President Obama came out with a newer and even more conciliatory bargaining offer to House Republicans yesterday, which on the surface appears to be evidence that a big budget deal may be at hand. Obama is offering to drop his revenue target to $1.2 trillion over a decade and is putting a host of spending cuts on the table, including to-be-determined Medicare cuts and a stingier cost-of-living adjustment method for Social Security. Since this is not Obama’s “final offer,” it stands to reason that any agreement with Boehner will move further right.
So should liberals freak out? Maybe a little — but they’re not freaking out over the right stuff.
The Huffington Post is playing up the brutal cuts to retirement programs, but this may be the wrong target. The place to begin here is public opinion. As always, the essential fact is that Americans oppose government in the abstract but favor it in the particular. Today’s Washington Post poll provides the most recent snapshot of a landscape that has remained depressingly unchanged. People strongly want to cut the deficit, and they strongly favor spending cuts to do it, but they just as strongly oppose cutting Social Security, Medicare, or Medicaid. (They do strongly favor raising taxes on the rich.) One thing this shows is that Obama’s proposed solutions to the long-term deficit are popular and the GOP’s are highly unpopular. But another thing it shows is that government programs other than Social Security, Medicare, and Medicaid are deeply vulnerable.
In Washington, these programs fall into the category of “discretionary spending,” which means they’re doled out every year by Congress. These categories are the whole guts of the federal government — infrastructure, regulation, security, and on and on. Because they fall into a broad catchall category, and because government spending in the abstract lacks a political constituency, it’s very easy for Congress to just ratchet the whole category down. And that’s exactly what has happened. Last year’s budget deal set domestic discretionary spending to drop to historically low levels. The Bowles-Simpson plan would have done the same thing. Obama’s latest offer ratchets that level down even farther.

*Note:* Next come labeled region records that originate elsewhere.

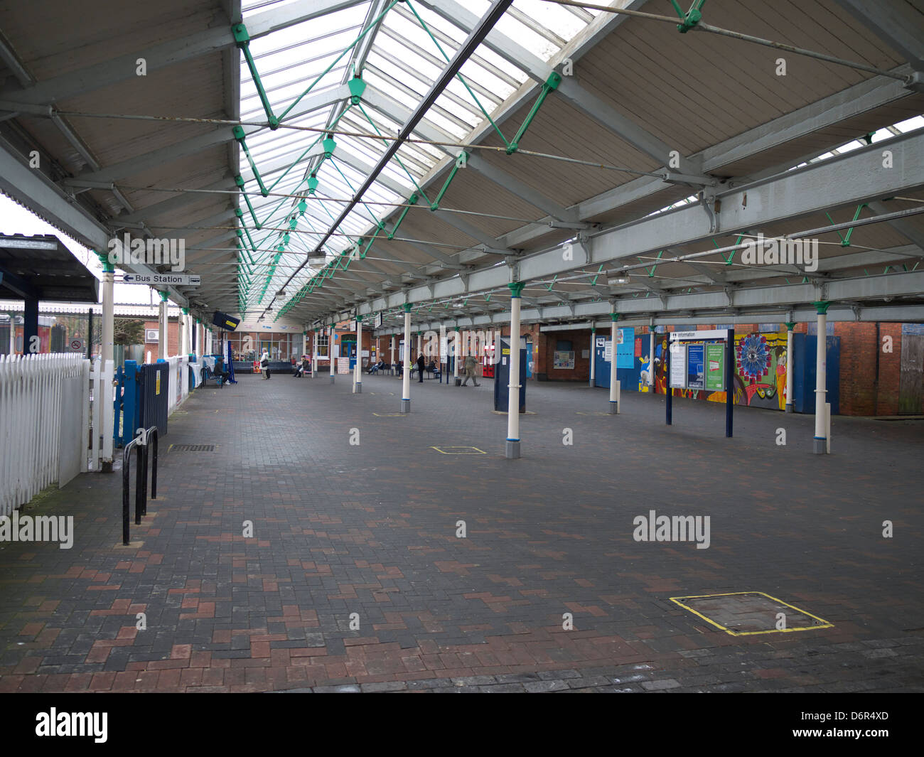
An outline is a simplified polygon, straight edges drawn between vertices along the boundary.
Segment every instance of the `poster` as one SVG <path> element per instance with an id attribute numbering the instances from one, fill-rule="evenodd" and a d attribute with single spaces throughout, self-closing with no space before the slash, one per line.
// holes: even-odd
<path id="1" fill-rule="evenodd" d="M 687 388 L 702 389 L 706 385 L 705 345 L 687 346 Z"/>
<path id="2" fill-rule="evenodd" d="M 555 350 L 552 367 L 554 369 L 574 370 L 575 353 Z"/>
<path id="3" fill-rule="evenodd" d="M 684 389 L 687 387 L 687 346 L 674 343 L 671 345 L 671 388 Z"/>
<path id="4" fill-rule="evenodd" d="M 706 389 L 725 391 L 725 346 L 706 345 Z"/>

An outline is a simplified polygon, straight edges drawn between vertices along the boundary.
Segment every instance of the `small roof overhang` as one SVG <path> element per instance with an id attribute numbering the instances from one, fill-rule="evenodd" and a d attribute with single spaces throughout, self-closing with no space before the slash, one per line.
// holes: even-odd
<path id="1" fill-rule="evenodd" d="M 57 237 L 0 234 L 0 298 L 98 302 L 99 288 Z"/>

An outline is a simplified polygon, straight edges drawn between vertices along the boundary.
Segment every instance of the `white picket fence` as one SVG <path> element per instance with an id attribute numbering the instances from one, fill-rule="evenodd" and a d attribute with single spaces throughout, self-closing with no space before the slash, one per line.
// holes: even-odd
<path id="1" fill-rule="evenodd" d="M 62 413 L 82 413 L 62 403 L 62 385 L 80 376 L 84 362 L 79 355 L 0 356 L 0 515 L 57 481 Z"/>
<path id="2" fill-rule="evenodd" d="M 189 358 L 167 360 L 173 413 L 189 396 Z M 82 401 L 65 401 L 62 385 L 75 377 Z M 113 361 L 103 365 L 99 358 L 0 355 L 0 515 L 58 481 L 62 429 L 79 429 L 76 449 L 64 442 L 66 453 L 79 458 L 79 472 L 101 470 L 113 459 Z"/>

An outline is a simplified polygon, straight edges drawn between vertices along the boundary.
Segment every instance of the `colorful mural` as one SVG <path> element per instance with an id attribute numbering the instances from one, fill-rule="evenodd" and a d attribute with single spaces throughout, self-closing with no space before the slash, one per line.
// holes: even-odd
<path id="1" fill-rule="evenodd" d="M 641 336 L 641 349 L 637 348 L 637 365 L 645 372 L 639 381 L 638 391 L 648 391 L 645 386 L 647 372 L 654 371 L 654 385 L 658 394 L 667 389 L 664 357 L 667 353 L 668 336 L 655 335 L 654 355 L 649 356 L 648 336 Z M 733 391 L 736 405 L 768 408 L 782 410 L 786 406 L 786 334 L 751 333 L 735 336 L 735 376 Z M 724 392 L 707 392 L 695 389 L 675 389 L 675 397 L 724 402 Z"/>
<path id="2" fill-rule="evenodd" d="M 735 404 L 782 410 L 786 407 L 786 334 L 735 336 Z M 692 392 L 687 394 L 694 394 Z M 705 392 L 697 392 L 699 397 Z M 724 392 L 705 397 L 724 402 Z"/>

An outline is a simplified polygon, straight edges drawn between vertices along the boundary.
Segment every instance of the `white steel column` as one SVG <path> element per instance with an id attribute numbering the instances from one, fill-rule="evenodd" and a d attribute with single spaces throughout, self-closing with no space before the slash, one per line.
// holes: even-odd
<path id="1" fill-rule="evenodd" d="M 318 330 L 311 330 L 311 378 L 318 377 Z"/>
<path id="2" fill-rule="evenodd" d="M 818 347 L 815 350 L 815 439 L 812 451 L 824 455 L 827 451 L 827 417 L 825 397 L 828 375 L 828 307 L 830 302 L 812 302 L 818 311 Z"/>
<path id="3" fill-rule="evenodd" d="M 353 372 L 353 392 L 362 394 L 362 316 L 356 317 L 356 370 Z"/>
<path id="4" fill-rule="evenodd" d="M 654 392 L 654 326 L 648 327 L 648 385 Z"/>
<path id="5" fill-rule="evenodd" d="M 158 292 L 161 297 L 157 310 L 157 358 L 167 359 L 167 293 Z"/>
<path id="6" fill-rule="evenodd" d="M 616 340 L 619 329 L 616 322 L 619 320 L 619 313 L 611 313 L 613 324 L 610 327 L 610 338 L 613 340 L 613 351 L 610 353 L 610 415 L 619 412 L 619 382 L 616 381 Z"/>
<path id="7" fill-rule="evenodd" d="M 796 324 L 786 323 L 786 412 L 793 412 L 796 407 L 793 404 L 796 380 L 796 372 L 793 370 L 795 368 L 793 362 L 793 329 L 795 327 Z"/>
<path id="8" fill-rule="evenodd" d="M 106 360 L 113 360 L 114 333 L 116 331 L 115 298 L 113 296 L 116 269 L 111 263 L 103 263 L 103 344 L 100 348 L 100 358 L 104 367 Z M 88 336 L 88 341 L 92 341 L 93 335 Z"/>
<path id="9" fill-rule="evenodd" d="M 510 287 L 510 377 L 507 383 L 507 439 L 504 446 L 504 456 L 507 459 L 520 457 L 519 438 L 519 311 L 520 294 L 524 285 L 511 282 Z"/>
<path id="10" fill-rule="evenodd" d="M 410 412 L 410 304 L 405 303 L 405 351 L 401 375 L 401 412 Z"/>
<path id="11" fill-rule="evenodd" d="M 334 336 L 335 335 L 334 333 L 334 325 L 331 324 L 331 333 L 330 333 L 330 336 L 327 337 L 327 357 L 330 358 L 330 362 L 331 362 L 331 384 L 334 384 Z"/>
<path id="12" fill-rule="evenodd" d="M 103 344 L 100 348 L 100 369 L 105 373 L 108 381 L 103 382 L 103 392 L 100 401 L 103 406 L 102 436 L 103 442 L 103 472 L 113 472 L 113 395 L 115 389 L 112 385 L 112 377 L 115 375 L 115 331 L 116 331 L 116 311 L 114 298 L 114 282 L 116 279 L 116 268 L 108 259 L 100 256 L 103 260 Z M 88 335 L 88 340 L 91 343 L 93 335 Z M 95 433 L 95 431 L 94 431 Z"/>
<path id="13" fill-rule="evenodd" d="M 459 327 L 456 326 L 456 339 L 453 341 L 453 384 L 459 383 Z"/>
<path id="14" fill-rule="evenodd" d="M 594 365 L 594 363 L 596 363 L 596 361 L 597 361 L 595 360 L 596 357 L 597 357 L 597 352 L 596 352 L 596 349 L 597 349 L 597 339 L 596 339 L 596 336 L 597 336 L 597 329 L 594 326 L 590 326 L 590 384 L 591 386 L 593 386 L 593 385 L 597 381 L 594 378 L 594 372 L 595 372 L 595 365 Z"/>

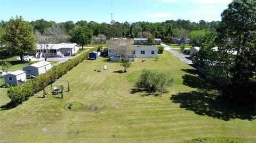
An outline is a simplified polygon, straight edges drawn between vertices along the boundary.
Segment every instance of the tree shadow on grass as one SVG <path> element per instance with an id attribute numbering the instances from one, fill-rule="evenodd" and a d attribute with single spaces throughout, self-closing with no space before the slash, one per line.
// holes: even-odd
<path id="1" fill-rule="evenodd" d="M 256 119 L 256 112 L 225 101 L 217 90 L 202 89 L 173 95 L 170 99 L 180 103 L 180 107 L 194 111 L 200 115 L 229 121 L 239 119 L 252 121 Z"/>
<path id="2" fill-rule="evenodd" d="M 183 85 L 193 88 L 215 89 L 217 87 L 211 82 L 205 80 L 205 79 L 200 77 L 190 74 L 185 74 L 182 76 Z"/>
<path id="3" fill-rule="evenodd" d="M 147 96 L 149 95 L 154 95 L 155 96 L 162 96 L 161 93 L 148 92 L 148 91 L 146 89 L 140 89 L 138 88 L 132 88 L 130 93 L 131 94 L 134 94 L 136 93 L 142 93 L 143 94 L 141 95 L 141 96 Z"/>
<path id="4" fill-rule="evenodd" d="M 180 104 L 181 108 L 194 111 L 198 115 L 207 115 L 225 121 L 234 119 L 252 121 L 256 119 L 256 111 L 233 104 L 222 99 L 222 93 L 218 87 L 206 81 L 196 70 L 182 71 L 189 73 L 182 76 L 183 85 L 199 89 L 172 96 L 170 99 L 173 103 Z"/>
<path id="5" fill-rule="evenodd" d="M 124 72 L 123 70 L 119 70 L 119 71 L 114 71 L 114 73 L 126 73 L 126 72 Z"/>
<path id="6" fill-rule="evenodd" d="M 199 73 L 195 69 L 182 69 L 181 71 L 194 75 L 196 75 Z"/>

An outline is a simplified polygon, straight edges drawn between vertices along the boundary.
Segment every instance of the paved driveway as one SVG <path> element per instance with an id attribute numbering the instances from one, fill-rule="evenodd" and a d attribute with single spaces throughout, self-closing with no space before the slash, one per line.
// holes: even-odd
<path id="1" fill-rule="evenodd" d="M 89 51 L 89 49 L 82 52 L 81 53 L 80 53 L 79 54 L 77 54 L 75 56 L 65 56 L 64 57 L 48 57 L 48 58 L 47 58 L 46 61 L 57 61 L 58 62 L 53 64 L 53 65 L 57 65 L 59 64 L 60 63 L 64 63 L 65 62 L 68 61 L 69 59 L 72 59 L 73 58 L 75 58 L 75 57 L 79 56 L 81 54 L 82 54 L 84 52 L 85 52 L 87 51 Z"/>
<path id="2" fill-rule="evenodd" d="M 184 62 L 187 63 L 188 64 L 192 64 L 192 61 L 191 60 L 189 59 L 189 57 L 186 57 L 184 55 L 183 55 L 182 54 L 178 53 L 178 52 L 175 52 L 173 50 L 171 50 L 171 48 L 170 47 L 168 46 L 167 45 L 165 45 L 165 44 L 161 44 L 161 45 L 163 46 L 164 47 L 164 49 L 165 50 L 168 51 L 169 52 L 172 53 L 175 56 L 179 58 L 182 61 L 184 61 Z"/>

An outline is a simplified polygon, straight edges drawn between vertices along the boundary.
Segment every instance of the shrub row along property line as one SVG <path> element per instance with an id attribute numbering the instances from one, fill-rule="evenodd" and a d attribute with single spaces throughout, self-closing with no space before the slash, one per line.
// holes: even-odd
<path id="1" fill-rule="evenodd" d="M 44 73 L 41 74 L 33 80 L 28 81 L 23 85 L 9 88 L 7 94 L 11 98 L 10 103 L 14 106 L 22 104 L 23 102 L 28 100 L 29 97 L 34 96 L 35 94 L 43 90 L 43 87 L 48 83 L 60 78 L 68 71 L 88 58 L 91 52 L 97 50 L 97 48 L 91 48 L 74 58 L 58 65 L 53 66 L 50 70 Z"/>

Now, the caveat is that agreeing to cut discretionary spending in general is not the same thing as sitting down every year and figuring out how to allocate the cuts to food-safety inspections and highways and the FBI and so on. Doing that turns out to be hard. In the nineties, Bill Clinton and the Republicans also agreed to ridiculously low caps on domestic discretionary spending. But as the economy grew and the budget deficit kept falling below expectations, Congress was able to undo many of the cuts that were terrible policy and nobody — not even conservatives — really wanted to carry out when they came face to face with them.

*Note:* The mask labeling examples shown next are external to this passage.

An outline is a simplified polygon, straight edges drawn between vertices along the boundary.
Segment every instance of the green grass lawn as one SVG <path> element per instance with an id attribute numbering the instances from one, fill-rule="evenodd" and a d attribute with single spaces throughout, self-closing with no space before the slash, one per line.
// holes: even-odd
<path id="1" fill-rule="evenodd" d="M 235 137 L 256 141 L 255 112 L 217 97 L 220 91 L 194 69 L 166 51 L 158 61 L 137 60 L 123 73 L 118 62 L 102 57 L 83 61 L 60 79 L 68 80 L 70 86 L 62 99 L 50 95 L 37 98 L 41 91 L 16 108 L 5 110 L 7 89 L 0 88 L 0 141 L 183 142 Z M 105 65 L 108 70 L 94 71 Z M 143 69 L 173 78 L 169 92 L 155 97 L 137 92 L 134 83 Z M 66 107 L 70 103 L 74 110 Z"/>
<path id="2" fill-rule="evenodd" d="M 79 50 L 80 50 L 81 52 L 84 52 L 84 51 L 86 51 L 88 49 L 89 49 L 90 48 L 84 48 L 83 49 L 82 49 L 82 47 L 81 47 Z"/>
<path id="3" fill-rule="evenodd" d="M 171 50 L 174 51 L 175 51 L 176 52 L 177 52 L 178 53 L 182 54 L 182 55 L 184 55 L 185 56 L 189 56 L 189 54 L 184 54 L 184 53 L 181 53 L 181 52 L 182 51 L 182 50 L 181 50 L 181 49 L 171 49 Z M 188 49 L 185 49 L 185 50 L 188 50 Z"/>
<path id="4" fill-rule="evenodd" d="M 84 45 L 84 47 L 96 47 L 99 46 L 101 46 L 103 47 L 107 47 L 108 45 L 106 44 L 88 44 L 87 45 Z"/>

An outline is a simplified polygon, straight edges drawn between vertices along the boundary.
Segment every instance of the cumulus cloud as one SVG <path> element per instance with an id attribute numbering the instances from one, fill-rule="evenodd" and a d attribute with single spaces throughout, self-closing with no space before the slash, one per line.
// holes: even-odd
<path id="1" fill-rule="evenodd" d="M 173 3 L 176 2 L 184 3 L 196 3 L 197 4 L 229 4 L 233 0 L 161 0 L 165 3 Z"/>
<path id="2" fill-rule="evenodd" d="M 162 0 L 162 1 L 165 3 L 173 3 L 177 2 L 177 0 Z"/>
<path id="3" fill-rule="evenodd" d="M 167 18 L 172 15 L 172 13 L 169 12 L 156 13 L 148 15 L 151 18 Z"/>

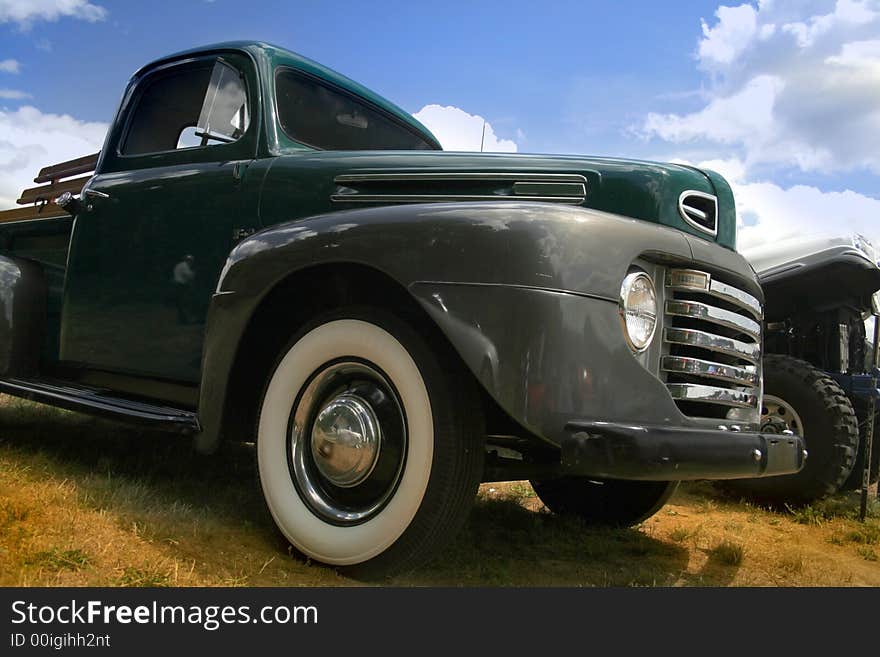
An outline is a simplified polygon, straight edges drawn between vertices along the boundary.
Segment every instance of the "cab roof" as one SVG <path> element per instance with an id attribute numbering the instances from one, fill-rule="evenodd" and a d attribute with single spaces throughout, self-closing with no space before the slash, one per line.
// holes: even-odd
<path id="1" fill-rule="evenodd" d="M 200 46 L 198 48 L 182 50 L 180 52 L 176 52 L 166 57 L 162 57 L 161 59 L 150 62 L 146 66 L 142 66 L 134 74 L 134 77 L 138 77 L 144 71 L 171 60 L 224 50 L 237 50 L 245 52 L 251 55 L 256 61 L 266 64 L 269 70 L 274 70 L 278 66 L 290 66 L 291 68 L 305 71 L 306 73 L 326 80 L 330 84 L 333 84 L 337 87 L 344 89 L 345 91 L 348 91 L 349 93 L 359 96 L 370 104 L 375 105 L 376 107 L 391 114 L 397 120 L 416 130 L 420 135 L 425 138 L 428 143 L 435 146 L 438 150 L 442 149 L 442 147 L 440 146 L 440 142 L 437 141 L 437 138 L 431 133 L 430 130 L 428 130 L 418 120 L 416 120 L 412 114 L 398 107 L 390 100 L 383 98 L 382 96 L 375 93 L 374 91 L 371 91 L 362 84 L 355 82 L 351 78 L 348 78 L 341 73 L 337 73 L 333 69 L 327 68 L 323 64 L 319 64 L 318 62 L 309 59 L 308 57 L 295 53 L 291 50 L 287 50 L 286 48 L 282 48 L 280 46 L 276 46 L 270 43 L 264 43 L 262 41 L 225 41 L 222 43 L 214 43 L 206 46 Z"/>

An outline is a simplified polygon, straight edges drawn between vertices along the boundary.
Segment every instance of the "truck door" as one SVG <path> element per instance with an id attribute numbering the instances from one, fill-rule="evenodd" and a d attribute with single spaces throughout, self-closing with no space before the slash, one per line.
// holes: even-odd
<path id="1" fill-rule="evenodd" d="M 233 53 L 129 85 L 74 222 L 62 363 L 198 381 L 211 294 L 234 235 L 256 225 L 256 89 Z"/>

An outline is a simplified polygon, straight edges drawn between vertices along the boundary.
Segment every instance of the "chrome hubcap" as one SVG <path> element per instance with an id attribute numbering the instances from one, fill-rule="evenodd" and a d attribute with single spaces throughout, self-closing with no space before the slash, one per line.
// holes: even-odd
<path id="1" fill-rule="evenodd" d="M 773 395 L 764 395 L 764 407 L 761 409 L 761 431 L 781 434 L 786 430 L 801 438 L 804 437 L 804 425 L 800 415 L 784 399 Z"/>
<path id="2" fill-rule="evenodd" d="M 403 406 L 385 375 L 364 361 L 330 362 L 294 402 L 291 478 L 320 518 L 366 522 L 397 489 L 407 440 Z"/>
<path id="3" fill-rule="evenodd" d="M 312 427 L 315 466 L 333 485 L 357 486 L 379 457 L 382 430 L 370 404 L 343 393 L 321 409 Z"/>

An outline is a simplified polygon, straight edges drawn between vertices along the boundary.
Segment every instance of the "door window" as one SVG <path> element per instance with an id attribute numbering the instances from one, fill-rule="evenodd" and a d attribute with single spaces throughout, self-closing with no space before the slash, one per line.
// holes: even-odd
<path id="1" fill-rule="evenodd" d="M 250 124 L 239 72 L 222 59 L 154 74 L 145 84 L 123 155 L 145 155 L 237 141 Z"/>

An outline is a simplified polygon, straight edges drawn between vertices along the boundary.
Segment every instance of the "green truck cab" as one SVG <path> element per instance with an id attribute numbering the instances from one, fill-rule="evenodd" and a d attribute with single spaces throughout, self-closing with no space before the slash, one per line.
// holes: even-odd
<path id="1" fill-rule="evenodd" d="M 678 481 L 803 465 L 758 432 L 763 296 L 717 174 L 442 152 L 250 42 L 139 70 L 62 181 L 87 161 L 0 215 L 0 391 L 254 440 L 310 558 L 412 567 L 481 481 L 633 524 Z"/>

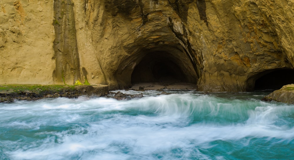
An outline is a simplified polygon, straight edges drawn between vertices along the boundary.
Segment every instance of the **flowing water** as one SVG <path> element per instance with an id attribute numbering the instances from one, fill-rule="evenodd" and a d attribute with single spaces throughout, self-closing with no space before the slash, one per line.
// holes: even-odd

This is why revenue is so key. An improving deficit picture is the necessary backdrop for Congress to have the space to avoid carrying out a series of policy changes that are usually too small to show up on the radar of public opinion but are really terrible policy. Obama’s offer has some painful cuts to Social Security and Medicare but — on the basis of sketchy descriptions so far — is at least compatible with avoiding harm to the most vulnerable. And very strong public opposition to any cuts in retirement programs gives Obama a strong hand to defend his position.

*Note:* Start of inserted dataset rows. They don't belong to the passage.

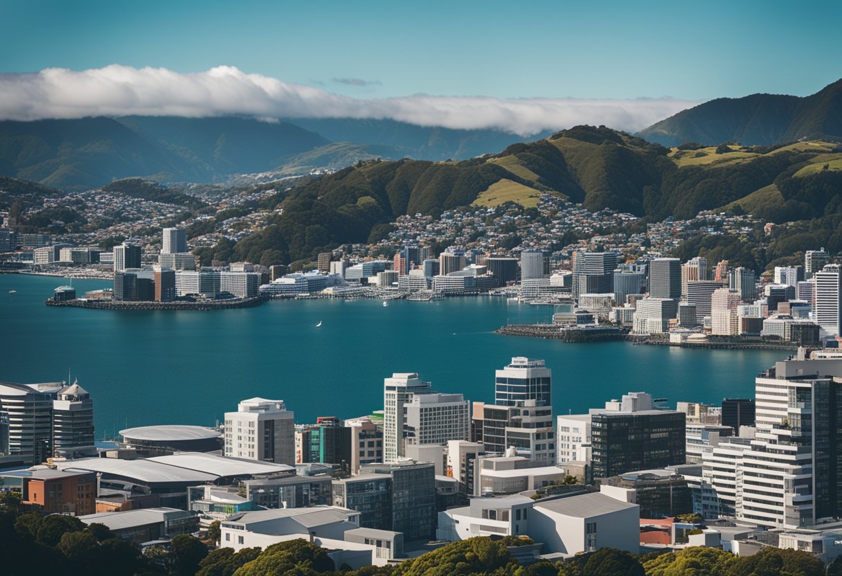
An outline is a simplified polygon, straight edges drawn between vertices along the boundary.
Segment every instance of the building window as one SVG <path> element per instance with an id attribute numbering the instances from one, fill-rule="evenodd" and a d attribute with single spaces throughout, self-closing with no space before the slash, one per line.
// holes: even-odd
<path id="1" fill-rule="evenodd" d="M 585 525 L 584 551 L 596 550 L 596 522 L 588 522 Z"/>

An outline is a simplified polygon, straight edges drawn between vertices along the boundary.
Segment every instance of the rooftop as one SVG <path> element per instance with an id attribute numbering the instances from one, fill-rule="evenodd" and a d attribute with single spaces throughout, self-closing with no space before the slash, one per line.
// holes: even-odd
<path id="1" fill-rule="evenodd" d="M 212 428 L 189 426 L 184 424 L 163 424 L 160 426 L 139 426 L 120 431 L 125 439 L 151 441 L 191 440 L 206 438 L 219 438 L 221 433 Z"/>
<path id="2" fill-rule="evenodd" d="M 551 512 L 577 518 L 590 518 L 630 508 L 638 508 L 637 504 L 621 502 L 597 492 L 559 498 L 554 500 L 544 500 L 536 502 L 535 505 Z"/>
<path id="3" fill-rule="evenodd" d="M 144 508 L 138 510 L 125 510 L 123 512 L 102 512 L 79 516 L 85 524 L 104 524 L 109 530 L 125 530 L 135 526 L 145 526 L 149 524 L 163 522 L 169 514 L 189 515 L 189 512 L 179 510 L 177 508 Z"/>

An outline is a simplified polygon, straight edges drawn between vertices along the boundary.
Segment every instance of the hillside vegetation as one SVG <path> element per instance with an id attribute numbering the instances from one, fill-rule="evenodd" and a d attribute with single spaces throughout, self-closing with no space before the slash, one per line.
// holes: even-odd
<path id="1" fill-rule="evenodd" d="M 341 243 L 376 241 L 382 226 L 402 214 L 506 202 L 528 208 L 545 193 L 649 221 L 713 209 L 777 223 L 811 220 L 839 208 L 842 171 L 823 168 L 837 157 L 842 149 L 829 142 L 668 150 L 608 128 L 577 126 L 493 156 L 370 161 L 317 179 L 270 200 L 283 215 L 237 243 L 235 253 L 252 261 L 267 250 L 288 261 L 310 259 Z M 818 168 L 805 171 L 817 161 Z"/>
<path id="2" fill-rule="evenodd" d="M 657 122 L 638 136 L 664 146 L 727 141 L 768 146 L 842 138 L 842 80 L 804 98 L 781 94 L 719 98 Z"/>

Revenue is the weak spot. The offer locks in a revenue level — $1.2 trillion over a decade higher than current policy — that’s really too low to fund the government at an acceptable level. It’s better than the $800 billion deal Obama offered last summer, but it’s still pretty bad.
The good news is that budget projections are incredibly hard to make years in advance. There’s plenty of room for a positive surprise. Health-care costs seem to be coming down, and I’m optimistic the reforms in the Affordable Care Act can control health-care inflation by more than the Congressional Budget Office forecasts. Or maybe the economy will grow a little faster than we project.
But the bottom line is that the lower the revenue, the less margin for error there is to loosen the fiscal straitjacket that will bind vast swaths of the federal government. The politics of it makes it much easier for Obama to give away cuts to discretionary spending — which he did last year to virtually no objections from his base — than to give away retirement spending.